3話 元王様はパンツが見えても気にしない ★
「お…おいしい…!」
ヤコブの手料理を一口食べるなり目を輝かせるダビデ。
今日は魚をバターで焼いたのだがハーブを使い臭みを消しているためとても美味しい仕上がりとなっている。
外側はカリッとし中はふっくらと柔らかい。小麦粉をつけて焼くことで旨みを閉じ込めている。

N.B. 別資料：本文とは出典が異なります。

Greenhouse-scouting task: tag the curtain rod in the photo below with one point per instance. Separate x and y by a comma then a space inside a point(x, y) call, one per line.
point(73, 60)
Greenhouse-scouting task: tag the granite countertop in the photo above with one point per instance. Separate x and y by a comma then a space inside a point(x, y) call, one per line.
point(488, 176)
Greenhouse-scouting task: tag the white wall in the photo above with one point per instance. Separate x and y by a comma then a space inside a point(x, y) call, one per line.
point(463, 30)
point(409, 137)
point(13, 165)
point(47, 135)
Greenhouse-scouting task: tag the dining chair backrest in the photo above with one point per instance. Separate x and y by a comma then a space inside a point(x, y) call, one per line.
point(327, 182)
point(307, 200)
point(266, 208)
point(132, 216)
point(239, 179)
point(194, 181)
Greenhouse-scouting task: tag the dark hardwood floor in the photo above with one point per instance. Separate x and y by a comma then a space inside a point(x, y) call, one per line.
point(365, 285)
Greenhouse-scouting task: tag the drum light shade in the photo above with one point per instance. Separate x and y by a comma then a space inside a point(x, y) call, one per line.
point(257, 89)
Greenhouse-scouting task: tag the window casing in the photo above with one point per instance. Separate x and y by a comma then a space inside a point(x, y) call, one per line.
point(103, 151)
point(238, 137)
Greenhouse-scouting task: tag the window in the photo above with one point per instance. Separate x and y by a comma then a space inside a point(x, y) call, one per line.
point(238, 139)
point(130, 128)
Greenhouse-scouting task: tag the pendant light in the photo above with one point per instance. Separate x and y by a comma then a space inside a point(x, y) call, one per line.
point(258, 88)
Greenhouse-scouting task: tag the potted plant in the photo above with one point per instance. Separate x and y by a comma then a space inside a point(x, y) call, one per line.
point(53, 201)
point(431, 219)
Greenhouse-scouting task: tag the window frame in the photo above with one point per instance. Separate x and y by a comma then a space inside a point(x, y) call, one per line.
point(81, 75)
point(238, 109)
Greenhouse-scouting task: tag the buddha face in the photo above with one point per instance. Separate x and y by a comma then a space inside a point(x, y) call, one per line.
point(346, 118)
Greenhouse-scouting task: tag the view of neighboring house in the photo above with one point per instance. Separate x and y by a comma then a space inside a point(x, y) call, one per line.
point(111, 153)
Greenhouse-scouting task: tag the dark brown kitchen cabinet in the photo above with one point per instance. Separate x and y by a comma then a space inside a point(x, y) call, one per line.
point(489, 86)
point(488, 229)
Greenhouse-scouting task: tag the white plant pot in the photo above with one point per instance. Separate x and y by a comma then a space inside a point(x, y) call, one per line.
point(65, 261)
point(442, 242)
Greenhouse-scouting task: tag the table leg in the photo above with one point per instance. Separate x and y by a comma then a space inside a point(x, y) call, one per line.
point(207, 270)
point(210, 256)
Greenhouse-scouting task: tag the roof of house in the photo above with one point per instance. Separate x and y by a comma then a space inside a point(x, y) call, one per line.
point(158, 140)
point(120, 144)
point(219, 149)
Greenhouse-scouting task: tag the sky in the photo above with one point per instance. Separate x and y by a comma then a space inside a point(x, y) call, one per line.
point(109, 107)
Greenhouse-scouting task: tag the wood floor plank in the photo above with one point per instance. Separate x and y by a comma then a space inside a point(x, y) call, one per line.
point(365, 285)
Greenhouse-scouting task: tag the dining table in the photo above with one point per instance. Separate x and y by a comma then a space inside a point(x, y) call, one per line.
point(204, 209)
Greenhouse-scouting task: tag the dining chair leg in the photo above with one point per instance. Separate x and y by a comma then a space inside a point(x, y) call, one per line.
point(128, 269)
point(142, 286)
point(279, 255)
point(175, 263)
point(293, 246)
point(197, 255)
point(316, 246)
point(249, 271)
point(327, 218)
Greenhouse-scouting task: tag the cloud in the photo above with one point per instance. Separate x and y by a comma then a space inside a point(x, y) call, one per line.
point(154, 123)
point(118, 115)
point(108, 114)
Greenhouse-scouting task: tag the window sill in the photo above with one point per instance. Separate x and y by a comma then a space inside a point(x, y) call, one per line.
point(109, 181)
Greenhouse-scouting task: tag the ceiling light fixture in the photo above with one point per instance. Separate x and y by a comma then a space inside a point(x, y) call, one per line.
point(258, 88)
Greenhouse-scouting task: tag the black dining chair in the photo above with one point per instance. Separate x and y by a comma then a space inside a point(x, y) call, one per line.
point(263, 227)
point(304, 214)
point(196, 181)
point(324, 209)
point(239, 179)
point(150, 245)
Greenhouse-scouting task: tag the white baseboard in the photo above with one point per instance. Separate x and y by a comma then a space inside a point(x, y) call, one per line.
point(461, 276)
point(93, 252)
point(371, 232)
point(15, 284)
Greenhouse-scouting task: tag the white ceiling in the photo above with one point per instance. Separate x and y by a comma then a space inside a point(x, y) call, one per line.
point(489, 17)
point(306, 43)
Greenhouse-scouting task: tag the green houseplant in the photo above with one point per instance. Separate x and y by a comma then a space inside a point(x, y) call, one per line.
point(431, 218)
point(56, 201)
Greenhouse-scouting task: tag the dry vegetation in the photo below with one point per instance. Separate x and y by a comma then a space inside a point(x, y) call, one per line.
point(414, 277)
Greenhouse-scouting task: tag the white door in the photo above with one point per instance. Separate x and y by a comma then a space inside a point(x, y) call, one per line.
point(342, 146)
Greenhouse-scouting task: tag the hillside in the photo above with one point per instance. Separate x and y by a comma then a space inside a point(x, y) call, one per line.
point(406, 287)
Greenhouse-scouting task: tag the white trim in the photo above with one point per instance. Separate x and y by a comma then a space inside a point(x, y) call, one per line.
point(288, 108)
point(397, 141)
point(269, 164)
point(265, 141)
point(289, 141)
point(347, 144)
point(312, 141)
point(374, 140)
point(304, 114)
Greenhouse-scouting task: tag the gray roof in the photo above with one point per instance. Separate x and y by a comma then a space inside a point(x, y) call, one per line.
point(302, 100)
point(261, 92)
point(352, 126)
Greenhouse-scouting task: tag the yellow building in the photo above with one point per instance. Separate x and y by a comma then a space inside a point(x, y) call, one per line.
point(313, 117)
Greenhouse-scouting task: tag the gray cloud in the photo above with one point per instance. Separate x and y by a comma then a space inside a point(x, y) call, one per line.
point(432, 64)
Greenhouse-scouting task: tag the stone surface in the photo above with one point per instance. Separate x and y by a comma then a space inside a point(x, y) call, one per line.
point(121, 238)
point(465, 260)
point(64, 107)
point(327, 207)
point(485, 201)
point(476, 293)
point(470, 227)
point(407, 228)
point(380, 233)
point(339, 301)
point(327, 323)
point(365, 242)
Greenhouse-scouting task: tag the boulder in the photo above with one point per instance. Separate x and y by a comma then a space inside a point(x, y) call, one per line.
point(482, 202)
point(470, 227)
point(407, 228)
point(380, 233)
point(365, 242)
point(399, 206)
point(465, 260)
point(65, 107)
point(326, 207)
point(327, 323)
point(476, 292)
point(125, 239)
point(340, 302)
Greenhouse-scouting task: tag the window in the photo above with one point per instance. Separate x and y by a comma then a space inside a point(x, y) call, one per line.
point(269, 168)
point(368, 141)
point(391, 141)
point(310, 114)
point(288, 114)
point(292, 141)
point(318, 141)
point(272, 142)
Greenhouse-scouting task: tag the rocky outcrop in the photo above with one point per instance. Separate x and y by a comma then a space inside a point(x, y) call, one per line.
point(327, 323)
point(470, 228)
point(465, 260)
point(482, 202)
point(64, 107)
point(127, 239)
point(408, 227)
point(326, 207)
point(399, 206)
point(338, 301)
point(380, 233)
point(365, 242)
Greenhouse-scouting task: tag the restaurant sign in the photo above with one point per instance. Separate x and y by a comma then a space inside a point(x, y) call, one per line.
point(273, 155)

レモンを使ったバターソースもさっぱりしながら濃厚な味で淡白な魚に合い絶品だった。
よほどお腹が空いていたのかダビデはあっという間に平らげてしまった。
「おかわりもあるぞ?たくさん食べてくれ」
と言うと嬉しそうな表情を浮かべて再び食べ始めたのだった。
借りた家で2人で暮らし始め数日が経った。
互いに協力し合い順調に共同生活を送れていることに対し満足感を抱いていたわけだが、一つだけ問題があったーー
***
今日も魔物討伐のため森に来ていた。
最近この辺りの森では頻繁に異変が起きているようで生態系に変化が生じているようだ。その原因を探るための調査も兼ねての依頼である。
「ここら辺には特に変わった様子はないな」
「ええ、確かに気配はあるんですが……」
辺りを見回しながら歩いていくうちに大きな木の前に辿り着いた時のことだ。
突然頭上から何かが降ってきたかと思うとそれは目の前に着地した。
そこにいたのは巨大な猪のような生き物であった。
全身が赤く硬そうな鱗に覆われており牙が大きく鋭い歯が並んでいるのがわかるほどだった。明らかに通常の個体とは異なる様子であり警戒を強めることにした。
「私が引きつけます!その隙に攻撃してください」
ダビデは素早い判断で指示をすると剣を構え突撃していった。
猪はその巨体からは想像できないほどの速さで突進を仕掛けてきたものの、彼女はそれを難なくかわすと背後に回り込んだところで跳躍した。
(あっ………)
その時ヤコブの視界に入ったのは、裾から見えるダビデのパンツであった。しかもお尻の部分が丸見えの状態である。
ヤコブは慌てて目を逸らそうとするが逆に釘付けになってしまった。
というのも彼女の尻はとても美しく魅力的だったからだ。思わず見惚れてしまいそうになるほど綺麗な形をしていると思ったのである。
そして下着は清楚な白であり男なら誰しも好きになってしまうようなデザインをしていることに気付かされた。
(いかん!今は戦わねば!!)
ヤコブは魔物に剣を振り下ろすと同時に邪念を振り払い戦闘に集中することにした。
それから数分後ーー なんとか倒すことができたようだった。
勝つことができほっと胸を撫で下ろす。
するとダビデが駆け寄ってきたので労いの言葉をかけることにする。
「お疲れ様だったな。怪我はないか?」
「はい。大丈夫です」
「な…なあダビデ。その服だが…丈が短いんじゃないか?」
「え?そうでしょうか?動きやすくていいと思いますけど?」
きょとんとした顔で答える彼女を見て苦笑するしかなかった。
どうも本人は下着が見えることを気にしてないらしいので注意するのはやめておくことにしようと決めたのだ。
(こんな調子でこの子と2人で暮らすなんてできるんだろうか……?)
そんな心配を抱きつつも仕事を再開するべく移動を始めることにした。
彼は魔物や悪者との戦いだけでなく、性欲との戦いにすでに身を投じていることに気付いていなかった……。